Document Design states on page 38:
But, as designers, our feelings about what looks "good" may not match the users' feelings. Rather than relying on feelings, a master designer should be able to explain what works and why. Theory is an attempt to provide those explanations—ultimately, to discover and convey fundamental principles of the human experience that can be applied to new design situations.
This is important; it means that design must have transmittable practices and principles to be intelligible and not the result of random or unknowable acts of genius. Theories give us such frameworks.
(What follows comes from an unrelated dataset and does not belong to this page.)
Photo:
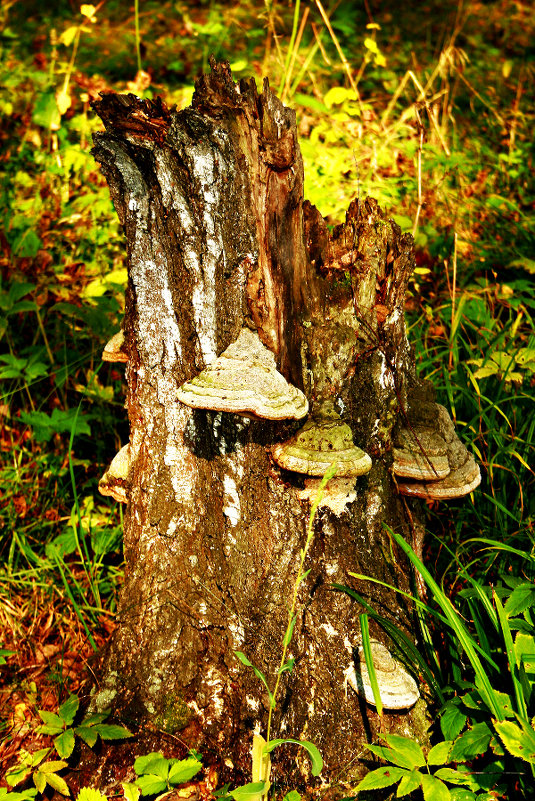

They help us understand how documents function so that we can analyze and construct them competently.
The book offers three theoretical categories:
- Visual perception theories provide biological and psychological explanations of how humans experience the world through their senses—particularly vision. The book provides four subcategories under this head:
- Neurophysiology examines how organisms respond to sensory data through their nervous systems.
- Gestalt theory operates at a broader scale than neurophysiological explanations by asserting that humans don't just see elements such as colors and outlines but whole objects that connect with concepts.
- Constructivism examines how human minds create events and situations through the assembly fragmentary sensory data.
- Ecological perception posits that humans aren't separate, autonomous observers of the world. They know things through their relationships to ourselves and each other.
- Visual culture theories examine how we ascribe meaning to things beyond our pure biological sensing of them. The book parses this topic into three parts
- Visual language asserts that visual marks and symbols (such as a stop sign) accrue conventional cultural meanings.
- Intercultural communication examines how visual elements communicate various meaning in different cultural contexts.
- Semiotics inquires into signs, or the connection between a signifier (the visual icon) and the signified (the associated concept).
- Visual rhetoric is the application of visual perception and visual culture theories toward particular ends.
- Persuasion, directly influencing an audience to take a particular action or hold a specific position, is one aspect of visual rhetoric.
- User-centered design operates differently than one-way persuasion by acknowledging that agents (designers, clients, users, etc.) all have legitimate needs and agendas that should be balanced for the most effective outcome.